Europe is perceived like a confederation of states in peace and prosperity. The truth is quite different. The whole continent is on fire for wars (Cyprus since 40 years, Ukraine, recently Georgia), ethnic conflicts (Turkey, Israel- Palestine), or destruction manu militari of entire cities (The Jungle of Calais, France...). Fascism and totalitarianism are rising again while people seems sick and tired of politics and maybe of our civilization - born with democracy in Athens - too. From South, as it was described by Pasolini in his Profezia (1964), the people that suffered the consequences of our colonialism and supremacy are coming back to the motherland we imposed them centuries ago, like an unavoidable consequence of our past actions, presenting an old score that we never settled.
This new cycle of works ideally inspired to the last trilogy of novels by Louis Ferdinand Céline, is be a pilgrimage across Europe made by an artist.
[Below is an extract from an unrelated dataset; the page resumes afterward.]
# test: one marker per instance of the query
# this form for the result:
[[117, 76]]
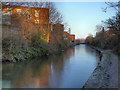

He’s making a portrait for each city touched by his journey, with the final purpose to sew them all together in a big fresco that could show the zeitgeist of this present time. Every chapter of this new “visual novel” by Tosatti is defined by the general title of the project written in the language of the country in which the work take place, with the specification of the city in which it is realized. The general title is in Yiddish which is the official language of the project. The reason of this choice depends from the importance that language has in the structure of a society. Language is the blueprint of thought. In his speech for the Noble Prize in 1978 Isaac B. Singer declared that Yiddish is a language in which it has never been pronounced a military order. In a project in which the fidelity of the portraits is crucial and cannot be determined by ideological and personal positions, the choice of the language is the only political position expressed by the artist.